The big, iridescent adults of Toxorhynchites rutilus, for instance, can’t even drink blood. And snowmelt mosquitoes (Ochlerotatus communis) are pollinators of the blunt-leaved orchid (Platanthera obtusata), ecologist Ryo Okubo of the University of Washington in Seattle said at the 2018 meeting of the Society for Integrative and Comparative Biology. Estimating what difference it would make ecologically if a whole mosquito species disappeared has stirred up plenty of speculation but not much data. “I got pretty fed up with the hand-waving,” says insect ecologist Tilly Collins of Imperial College London. So she and colleagues dug through existing literature to see what eats An. gambiae and whether other mosquitoes would flourish should their competitor vanish.

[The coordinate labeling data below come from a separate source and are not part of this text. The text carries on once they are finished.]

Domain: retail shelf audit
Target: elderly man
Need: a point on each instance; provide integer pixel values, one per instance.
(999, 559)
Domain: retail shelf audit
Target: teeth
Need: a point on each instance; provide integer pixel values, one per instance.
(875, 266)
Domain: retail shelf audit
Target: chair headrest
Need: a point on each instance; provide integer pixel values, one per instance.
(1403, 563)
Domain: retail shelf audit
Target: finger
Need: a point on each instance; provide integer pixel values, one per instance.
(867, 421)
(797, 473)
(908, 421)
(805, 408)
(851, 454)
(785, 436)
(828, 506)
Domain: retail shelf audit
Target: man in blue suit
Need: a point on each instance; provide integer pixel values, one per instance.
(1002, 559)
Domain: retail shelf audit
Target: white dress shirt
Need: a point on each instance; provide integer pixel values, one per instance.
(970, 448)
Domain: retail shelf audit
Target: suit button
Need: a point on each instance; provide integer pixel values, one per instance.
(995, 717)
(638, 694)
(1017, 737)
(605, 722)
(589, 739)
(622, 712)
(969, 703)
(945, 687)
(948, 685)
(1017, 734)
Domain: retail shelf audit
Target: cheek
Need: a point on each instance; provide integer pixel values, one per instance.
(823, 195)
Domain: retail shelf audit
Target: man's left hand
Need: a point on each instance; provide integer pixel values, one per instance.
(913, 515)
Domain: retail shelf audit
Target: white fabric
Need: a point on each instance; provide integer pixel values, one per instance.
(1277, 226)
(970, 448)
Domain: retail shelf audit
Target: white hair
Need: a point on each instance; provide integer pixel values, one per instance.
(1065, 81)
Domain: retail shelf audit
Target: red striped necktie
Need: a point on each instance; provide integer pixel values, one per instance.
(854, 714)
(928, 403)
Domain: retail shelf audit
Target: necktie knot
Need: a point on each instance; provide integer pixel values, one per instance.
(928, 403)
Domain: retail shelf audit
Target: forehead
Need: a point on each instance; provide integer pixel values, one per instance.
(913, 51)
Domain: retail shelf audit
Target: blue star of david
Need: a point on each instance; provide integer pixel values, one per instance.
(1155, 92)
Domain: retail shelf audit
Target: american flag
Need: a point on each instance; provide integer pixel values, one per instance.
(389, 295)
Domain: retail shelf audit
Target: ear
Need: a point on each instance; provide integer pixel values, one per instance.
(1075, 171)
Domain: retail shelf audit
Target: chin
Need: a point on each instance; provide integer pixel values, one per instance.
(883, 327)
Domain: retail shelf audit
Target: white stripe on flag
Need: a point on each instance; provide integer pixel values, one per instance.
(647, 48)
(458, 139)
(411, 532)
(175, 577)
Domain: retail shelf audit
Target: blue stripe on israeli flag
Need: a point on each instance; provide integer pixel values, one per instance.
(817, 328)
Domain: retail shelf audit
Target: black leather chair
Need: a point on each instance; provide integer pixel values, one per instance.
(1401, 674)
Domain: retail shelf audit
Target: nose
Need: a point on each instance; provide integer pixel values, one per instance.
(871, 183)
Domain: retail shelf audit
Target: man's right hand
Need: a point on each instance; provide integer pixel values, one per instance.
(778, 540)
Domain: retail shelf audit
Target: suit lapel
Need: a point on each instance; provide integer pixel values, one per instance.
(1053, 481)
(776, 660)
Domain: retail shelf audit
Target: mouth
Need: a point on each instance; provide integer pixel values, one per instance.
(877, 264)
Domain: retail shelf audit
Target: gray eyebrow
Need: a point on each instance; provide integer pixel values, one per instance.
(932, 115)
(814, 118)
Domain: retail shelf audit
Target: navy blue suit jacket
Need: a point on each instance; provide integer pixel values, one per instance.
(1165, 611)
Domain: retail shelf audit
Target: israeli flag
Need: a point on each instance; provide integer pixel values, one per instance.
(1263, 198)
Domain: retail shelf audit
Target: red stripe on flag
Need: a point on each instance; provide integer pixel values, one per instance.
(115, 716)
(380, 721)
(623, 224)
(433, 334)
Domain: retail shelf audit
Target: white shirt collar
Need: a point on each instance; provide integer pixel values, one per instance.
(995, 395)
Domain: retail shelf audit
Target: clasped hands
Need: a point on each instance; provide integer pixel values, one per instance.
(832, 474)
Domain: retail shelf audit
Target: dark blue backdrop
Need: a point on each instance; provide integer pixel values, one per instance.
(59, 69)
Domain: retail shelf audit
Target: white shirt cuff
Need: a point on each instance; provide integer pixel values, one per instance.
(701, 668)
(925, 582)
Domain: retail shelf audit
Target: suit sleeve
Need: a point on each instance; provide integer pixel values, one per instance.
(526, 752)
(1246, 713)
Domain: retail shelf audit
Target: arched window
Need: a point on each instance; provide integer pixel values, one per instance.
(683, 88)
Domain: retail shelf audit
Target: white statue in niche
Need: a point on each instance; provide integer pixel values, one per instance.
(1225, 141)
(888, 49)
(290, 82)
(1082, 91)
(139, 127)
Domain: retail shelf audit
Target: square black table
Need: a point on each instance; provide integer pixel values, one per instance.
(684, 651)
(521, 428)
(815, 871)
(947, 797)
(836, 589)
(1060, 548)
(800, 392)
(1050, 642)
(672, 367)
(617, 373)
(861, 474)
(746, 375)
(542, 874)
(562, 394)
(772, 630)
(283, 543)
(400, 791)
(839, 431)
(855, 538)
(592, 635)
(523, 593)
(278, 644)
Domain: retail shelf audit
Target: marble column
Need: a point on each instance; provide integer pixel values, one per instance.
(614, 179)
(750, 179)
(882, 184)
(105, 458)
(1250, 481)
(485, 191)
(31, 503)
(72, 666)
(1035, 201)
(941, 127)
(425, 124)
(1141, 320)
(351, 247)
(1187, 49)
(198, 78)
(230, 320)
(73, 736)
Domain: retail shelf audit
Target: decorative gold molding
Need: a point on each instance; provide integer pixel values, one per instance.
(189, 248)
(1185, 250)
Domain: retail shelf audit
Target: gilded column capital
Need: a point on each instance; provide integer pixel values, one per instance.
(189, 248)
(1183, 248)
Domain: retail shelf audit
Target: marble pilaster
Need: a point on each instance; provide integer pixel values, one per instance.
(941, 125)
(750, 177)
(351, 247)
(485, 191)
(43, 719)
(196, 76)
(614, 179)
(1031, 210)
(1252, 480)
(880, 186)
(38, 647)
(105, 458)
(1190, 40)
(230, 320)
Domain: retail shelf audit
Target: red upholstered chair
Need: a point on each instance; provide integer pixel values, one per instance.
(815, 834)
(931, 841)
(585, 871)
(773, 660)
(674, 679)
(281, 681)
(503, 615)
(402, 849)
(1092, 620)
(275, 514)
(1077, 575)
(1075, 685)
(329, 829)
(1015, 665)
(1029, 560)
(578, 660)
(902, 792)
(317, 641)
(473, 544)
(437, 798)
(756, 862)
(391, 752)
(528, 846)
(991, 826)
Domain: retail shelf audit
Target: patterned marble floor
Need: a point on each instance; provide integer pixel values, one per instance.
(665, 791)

So far, extermination of this particular mosquito doesn’t look like an ecological catastrophe, Collins says. Prey information is far from perfect, but diets suggest that other kinds of mosquitoes could compensate for the loss. The species doesn’t seem to be any great prize anyway. “As adults, they are small, not juicy, and hard to catch,” she says. The little larvae, built like aquatic caterpillars with bulging “shoulders” just behind their heads, live mostly in small, temporary spots of water. The closest the researchers came to finding a predator that might depend heavily on this particular mosquito was the little East African jumping spider Evarcha culicivora. It catches An. gambiae for about a third of its diet and likes the females fattened with a human blood meal. Yet even this connoisseur “will readily consume” an alternative mosquito species, the researchers noted in July in Medical and Veterinary Entomology.
Collins also thinks about the alternatives to using genetically engineered pests as pest controls. Her personal hunch is that saddling mosquitoes with gene drives to take down their own species is “likely to have fewer ecological risks than broad-spectrum use of pesticides that also kill other species and the beneficial insects.”
Gene drives aren’t the only choice for weaponizing live mosquitoes against their own kind. To pick just one example, a test this year using drones to spread radiation-sterilized male mosquitoes in Brazil improved the chances that the old radiation approach will be turned against an Aedes mosquito that can spread Zika, yellow fever and chikungunya.
Old ideas, oddly enough, may turn out to be an advantage for antimosquito technologies in this era of white-hot genetic innovation. Coaxing the various kinds of gene drives to work is hard enough, but getting citizens to sign off on their use may be even harder.